DANZA DE LAS SEIS CORREAS
"Puedes bailar, esclava" Dije
Sería la danza de las seis correas.
Dejó caer la seda que la envolvía y se arrodilló ante la gran mesa y mi silla con la cabeza gacha. Llevaba cinco piezas de metal sobre su cuerpo. El collar y los aros que rodeaban sus tobillos y muñecas. De todos ellos pendían pequeñas campanitas. Levantó la cabeza y me miró. Los músicos empezaron a tocar. Seis de mis hombres, cada uno con una correa, se aproximaron a la bailarina. Mantenía los brazos bajos y un poco hacia los dos costados. Las seis tiras se ataron a sus muñecas y tobillos, y las dos restantes a la cintura. Los hombres, cada uno de ellos sujetando una tira, se apartaron a unos dos metros de ella. Tres a cada lado. Estaba aprisionada entre ellos.
Miré a Turra que había sido apresada por los laceros en la isla de Rence. Miraba entusiasmada, como todos los demás.
Sandra, con movimientos felinos, como una mujer desperezándose, extendió los brazos. Los hombres reían. Era como si no supiera que estaba atada. Cuando intentó bajar los brazos a su costado, por un breve instante no lo consiguió; frunció el entrecejo; parecía desconcertada, luego se la permitió moverse a placer.
Dejé escapar una carcajada. Estaba soberbia.
Aún de rodillas, echó la cabeza hacia atrás y con insolencia levantó la mano para quitarse una de las horquillas. De nuevo la correa impidió el movimiento de su brazo durante un instante, a pocos centímetros del cabella. Frunció el entrecejo. Los hombres volvieron a reír. Por fin, unas veces al instante, otras impidiéndoselo, logró soltarse el cabello, aquel hermoso, espeso, largo y negro cabello que estando arrodillada la cubría hasta los tobillos. Luego lo levantó sobre la cabeza, pero las correas apartaron sus brazos y cayó de nuevo, espléndido, sobre su cuerpo. Enojada, luchó por sujetar el cabello sobre la cabeza, pero las correas se lo impedían. Aquel cabello había de caer suelto sobre su cuerpo.
Entonces, aterrada, como si por una vez comprendiera que era una esclava, se puso en pie de un salto y luchó contra las correas al son de la música.
Me dije que nadie podía superar a las bailarinas de Puerto Kar: eran las mejores en todo Gor.
Negra y dorada, temblando y llorando, bailaba al ritmo de la música y de las campanillas de sus muñecas, tobillos y collar a la luz de las antorchas. Giraba, se retorcía, saltaba. A veces parecía libre, pero en realidad, siempre atrapada por aquellas correas, siempre prisionera. De pronto saltaba hacia uno de los hombres, pero los demás no permitían que llegara a él.
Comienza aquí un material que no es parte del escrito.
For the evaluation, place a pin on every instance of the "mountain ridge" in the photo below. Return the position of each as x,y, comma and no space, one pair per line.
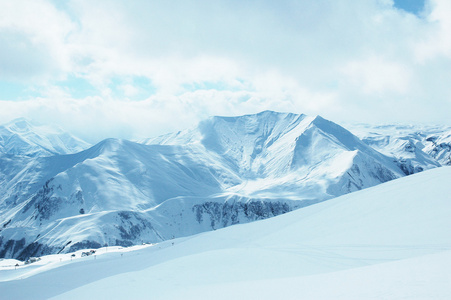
225,171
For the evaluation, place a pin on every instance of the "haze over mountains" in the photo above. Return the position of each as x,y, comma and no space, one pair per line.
59,195
391,241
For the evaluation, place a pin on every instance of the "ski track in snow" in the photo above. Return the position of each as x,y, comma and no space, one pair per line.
391,241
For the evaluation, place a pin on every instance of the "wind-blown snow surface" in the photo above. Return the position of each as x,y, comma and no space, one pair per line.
391,241
20,137
414,148
226,171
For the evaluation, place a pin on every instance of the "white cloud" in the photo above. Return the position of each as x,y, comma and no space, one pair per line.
345,60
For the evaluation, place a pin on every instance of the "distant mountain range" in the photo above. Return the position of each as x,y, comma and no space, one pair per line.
58,194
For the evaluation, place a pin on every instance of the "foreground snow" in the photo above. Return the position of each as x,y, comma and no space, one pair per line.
391,241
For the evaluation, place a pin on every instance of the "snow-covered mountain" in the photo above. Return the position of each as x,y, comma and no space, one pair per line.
21,137
227,170
391,241
414,148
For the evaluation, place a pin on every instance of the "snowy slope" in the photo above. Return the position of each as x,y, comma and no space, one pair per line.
21,137
415,148
278,153
226,171
391,241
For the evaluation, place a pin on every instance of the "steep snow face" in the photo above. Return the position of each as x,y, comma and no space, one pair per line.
414,148
20,137
226,171
391,241
288,154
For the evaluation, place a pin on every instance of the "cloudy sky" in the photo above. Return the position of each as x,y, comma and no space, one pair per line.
130,69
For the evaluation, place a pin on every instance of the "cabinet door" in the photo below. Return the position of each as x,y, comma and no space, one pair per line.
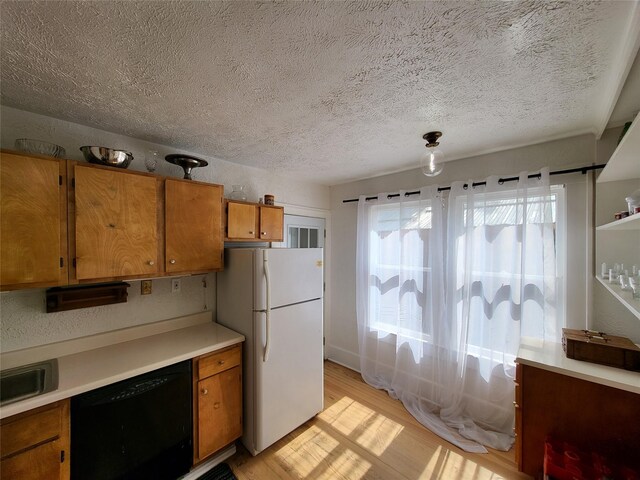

Trataba de escapar de aquella tela de araña de correas que la atrapaba, pero no lo conseguía.
Por fin, cuando el terror alcanzaba límites incalculables, los hombres tensaron las correas puño a puño hasta que de pronto liaron sus pies y manos con ellas, levantando sobre sus cabezas el arqueado cuerpo de la esclava capturada.
Los hombres gritaban o golpeaban su puño derecho sobre el hombro izquierdo mostrando su complacencia. Había estado realmente sensacional.